Local Bonds’ Demanding Investor Dissection
Amid relentless local bond outflows since mid-year 2013 from foreign investors with large ownership stakes, an IMF working paper strives to gauge “demand-side risks” through a detailed buyer breakdown in 25 countries. It stipulates that on the supply side public debt managers have succeeded in extending maturities and shifting from floating to fixed rates but they have “less control” over holders who freely trade in secondary markets. The study aggregates official and commercial data to construct a comprehensive profile of bank and non-bank participation in the half trillion dollars allocated to domestic sovereign paper from 2010-12 during zero-rate advanced economy monetary policies. It then simulates withdrawal shocks to assess liquidity and liability outcomes and their borrowing cost implications especially as long-term “real money” exits the mix. Sources include Eurostat, the BIS, IMF-World Bank and national central bank and finance ministry reporting available at regular intervals to approach the frequency of EPFR and other fund industry providers. Only gross debt at face value is measured outside of guarantees, derivatives and contingent obligations, and results are reconciled with the Fund’s reserve and portfolio manager surveys. The cumulative foreign-held share is estimated at $1 trillion, 80 percent from mainly private asset directors and only $40-80 billion from central banks limited to prime-quality exposure in a half-dozen destinations including the BRICS other than India and Brazil along with Malaysia, Mexico and Poland. Average emerging market international stakes are 25 percent, 10 percent below industrial country counterparts, but the portion has jumped with investment-grade status reaching one-third the sample including mid-size destinations like Colombia and Peru. During the 2008-09 crisis a “relatively modest” $50 billion left mostly in Central Europe where Hungary, Latvia and Romania received bilateral and multilateral rescues. After this episode economic fundamentals recovered to resume inflows, but “yield search” was also an overriding factor, according to the analysis. Since the domestic bank purchases have declined notably in Asia and Latin America, although government securities are over one-fifth of assets in Argentina and India and more than 15 percent in Brazil, China, Philippines and Turkey.

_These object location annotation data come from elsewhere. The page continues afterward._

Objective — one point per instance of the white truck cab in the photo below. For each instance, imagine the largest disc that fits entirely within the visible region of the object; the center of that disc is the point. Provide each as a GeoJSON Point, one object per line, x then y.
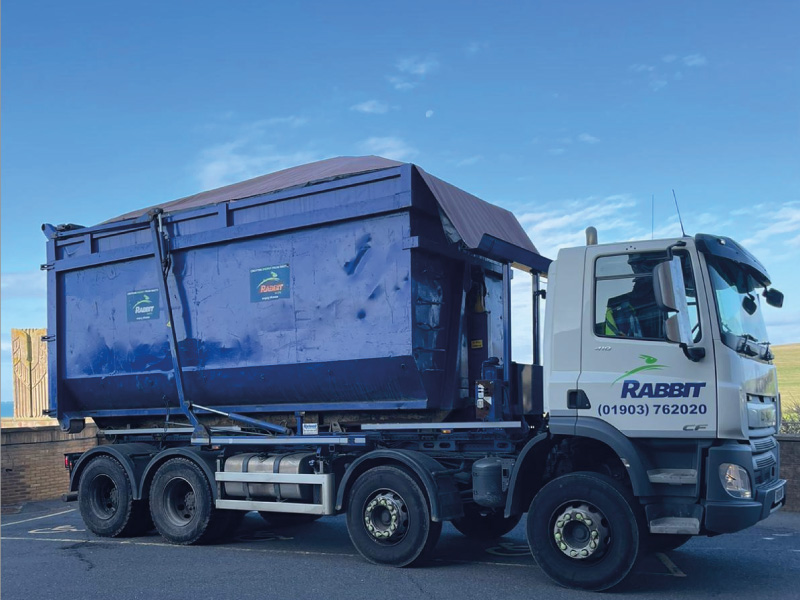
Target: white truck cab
{"type": "Point", "coordinates": [669, 364]}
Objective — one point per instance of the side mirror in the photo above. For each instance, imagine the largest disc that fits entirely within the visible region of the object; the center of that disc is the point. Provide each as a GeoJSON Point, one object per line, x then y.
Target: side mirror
{"type": "Point", "coordinates": [670, 294]}
{"type": "Point", "coordinates": [773, 297]}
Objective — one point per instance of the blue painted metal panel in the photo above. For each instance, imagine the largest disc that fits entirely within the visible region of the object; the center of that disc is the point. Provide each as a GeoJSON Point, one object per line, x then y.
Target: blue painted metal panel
{"type": "Point", "coordinates": [316, 299]}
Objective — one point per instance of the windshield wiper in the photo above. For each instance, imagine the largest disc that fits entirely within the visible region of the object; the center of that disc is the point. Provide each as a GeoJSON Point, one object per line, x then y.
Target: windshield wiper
{"type": "Point", "coordinates": [746, 348]}
{"type": "Point", "coordinates": [744, 345]}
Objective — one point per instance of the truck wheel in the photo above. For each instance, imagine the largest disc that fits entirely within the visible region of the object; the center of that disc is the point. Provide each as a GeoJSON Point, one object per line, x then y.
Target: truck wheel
{"type": "Point", "coordinates": [280, 520]}
{"type": "Point", "coordinates": [388, 518]}
{"type": "Point", "coordinates": [484, 523]}
{"type": "Point", "coordinates": [583, 531]}
{"type": "Point", "coordinates": [664, 542]}
{"type": "Point", "coordinates": [106, 501]}
{"type": "Point", "coordinates": [182, 504]}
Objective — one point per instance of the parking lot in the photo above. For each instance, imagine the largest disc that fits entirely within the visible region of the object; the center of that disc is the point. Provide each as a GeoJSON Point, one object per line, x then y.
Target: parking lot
{"type": "Point", "coordinates": [47, 553]}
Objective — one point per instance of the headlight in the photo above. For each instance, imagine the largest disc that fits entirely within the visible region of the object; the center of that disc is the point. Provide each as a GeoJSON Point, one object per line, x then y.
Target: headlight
{"type": "Point", "coordinates": [735, 480]}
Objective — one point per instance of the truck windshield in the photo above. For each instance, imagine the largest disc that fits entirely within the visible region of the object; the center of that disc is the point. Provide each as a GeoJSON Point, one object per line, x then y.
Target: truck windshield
{"type": "Point", "coordinates": [739, 307]}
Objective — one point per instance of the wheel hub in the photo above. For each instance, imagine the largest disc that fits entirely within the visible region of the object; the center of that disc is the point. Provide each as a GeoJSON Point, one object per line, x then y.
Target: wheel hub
{"type": "Point", "coordinates": [385, 517]}
{"type": "Point", "coordinates": [580, 532]}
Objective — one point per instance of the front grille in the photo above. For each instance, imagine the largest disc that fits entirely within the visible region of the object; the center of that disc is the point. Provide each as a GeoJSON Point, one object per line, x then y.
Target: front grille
{"type": "Point", "coordinates": [765, 460]}
{"type": "Point", "coordinates": [763, 445]}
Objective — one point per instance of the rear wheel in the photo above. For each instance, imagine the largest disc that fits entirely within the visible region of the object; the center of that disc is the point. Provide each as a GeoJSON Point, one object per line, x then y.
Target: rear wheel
{"type": "Point", "coordinates": [583, 531]}
{"type": "Point", "coordinates": [182, 505]}
{"type": "Point", "coordinates": [484, 523]}
{"type": "Point", "coordinates": [105, 498]}
{"type": "Point", "coordinates": [388, 518]}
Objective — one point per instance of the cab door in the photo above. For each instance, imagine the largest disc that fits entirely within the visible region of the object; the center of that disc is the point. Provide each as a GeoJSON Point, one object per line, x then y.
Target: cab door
{"type": "Point", "coordinates": [631, 376]}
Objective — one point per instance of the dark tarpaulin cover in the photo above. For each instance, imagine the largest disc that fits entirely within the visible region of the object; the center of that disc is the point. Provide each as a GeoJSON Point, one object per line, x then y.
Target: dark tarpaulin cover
{"type": "Point", "coordinates": [465, 217]}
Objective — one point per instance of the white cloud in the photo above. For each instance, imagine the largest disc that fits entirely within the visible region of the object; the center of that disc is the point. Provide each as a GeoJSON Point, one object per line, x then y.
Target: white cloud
{"type": "Point", "coordinates": [469, 161]}
{"type": "Point", "coordinates": [28, 284]}
{"type": "Point", "coordinates": [388, 147]}
{"type": "Point", "coordinates": [373, 107]}
{"type": "Point", "coordinates": [695, 60]}
{"type": "Point", "coordinates": [563, 224]}
{"type": "Point", "coordinates": [417, 66]}
{"type": "Point", "coordinates": [401, 83]}
{"type": "Point", "coordinates": [657, 84]}
{"type": "Point", "coordinates": [474, 48]}
{"type": "Point", "coordinates": [242, 159]}
{"type": "Point", "coordinates": [291, 121]}
{"type": "Point", "coordinates": [251, 152]}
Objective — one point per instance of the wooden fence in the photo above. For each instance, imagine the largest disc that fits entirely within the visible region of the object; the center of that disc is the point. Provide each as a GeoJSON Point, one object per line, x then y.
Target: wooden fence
{"type": "Point", "coordinates": [29, 356]}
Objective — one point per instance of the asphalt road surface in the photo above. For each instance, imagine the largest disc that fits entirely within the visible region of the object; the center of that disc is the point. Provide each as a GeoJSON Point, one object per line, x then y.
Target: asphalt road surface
{"type": "Point", "coordinates": [47, 553]}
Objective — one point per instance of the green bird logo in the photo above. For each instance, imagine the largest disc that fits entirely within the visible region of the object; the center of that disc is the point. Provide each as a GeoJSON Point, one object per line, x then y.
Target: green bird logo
{"type": "Point", "coordinates": [145, 300]}
{"type": "Point", "coordinates": [650, 364]}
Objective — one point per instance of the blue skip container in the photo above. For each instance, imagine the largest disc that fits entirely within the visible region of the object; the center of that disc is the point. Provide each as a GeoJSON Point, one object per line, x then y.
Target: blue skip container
{"type": "Point", "coordinates": [345, 285]}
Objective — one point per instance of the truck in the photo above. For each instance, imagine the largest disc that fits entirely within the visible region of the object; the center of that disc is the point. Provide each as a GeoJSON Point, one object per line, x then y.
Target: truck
{"type": "Point", "coordinates": [335, 339]}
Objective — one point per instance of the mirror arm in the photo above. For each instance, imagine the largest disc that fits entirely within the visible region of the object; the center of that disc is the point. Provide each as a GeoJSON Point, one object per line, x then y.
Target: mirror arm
{"type": "Point", "coordinates": [678, 244]}
{"type": "Point", "coordinates": [693, 353]}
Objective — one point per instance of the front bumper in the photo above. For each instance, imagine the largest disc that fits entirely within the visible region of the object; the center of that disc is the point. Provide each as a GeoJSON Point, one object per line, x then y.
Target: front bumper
{"type": "Point", "coordinates": [726, 514]}
{"type": "Point", "coordinates": [727, 517]}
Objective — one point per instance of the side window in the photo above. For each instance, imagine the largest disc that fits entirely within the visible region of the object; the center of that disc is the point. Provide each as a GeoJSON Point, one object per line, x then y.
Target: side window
{"type": "Point", "coordinates": [625, 304]}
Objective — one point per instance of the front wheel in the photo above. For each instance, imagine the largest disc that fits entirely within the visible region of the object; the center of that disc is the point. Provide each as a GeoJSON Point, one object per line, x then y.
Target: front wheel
{"type": "Point", "coordinates": [583, 531]}
{"type": "Point", "coordinates": [105, 498]}
{"type": "Point", "coordinates": [388, 518]}
{"type": "Point", "coordinates": [182, 505]}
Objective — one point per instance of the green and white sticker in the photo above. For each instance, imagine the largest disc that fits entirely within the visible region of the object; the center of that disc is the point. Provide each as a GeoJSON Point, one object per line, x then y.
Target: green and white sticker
{"type": "Point", "coordinates": [143, 305]}
{"type": "Point", "coordinates": [269, 283]}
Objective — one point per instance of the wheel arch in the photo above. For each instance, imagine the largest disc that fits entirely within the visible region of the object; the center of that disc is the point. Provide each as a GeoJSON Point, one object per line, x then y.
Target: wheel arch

Under stress scenarios rollover difficulties could affect Hungary with tough conditions while a wider panic would affect Indonesia and Turkey. Colombia, Poland and Mexico have backup Fund liquidity for support, but yields could spike elsewhere especially with currency depreciation and banks under pressure as well from corporate and household weakness. In June 2013 foreign investors were most overweight Mexico at 5 percent over the GBI-EM component and underweight Russia and Thailand. The latest consensus Wall Street views muffle Mexican excitement on 3 percent GDP growth and the meandering energy reform implementation path over the coming months as Pemex faces additional scrutiny over its ties with a bankrupt maritime service supplier. Russia’s central bank revealed $1.5 billion in outflows from the 20 percent overseas control around the Crimea confrontation, while Thailand’s numbers have been steady despite protestors’ unmet administration dismissal demands.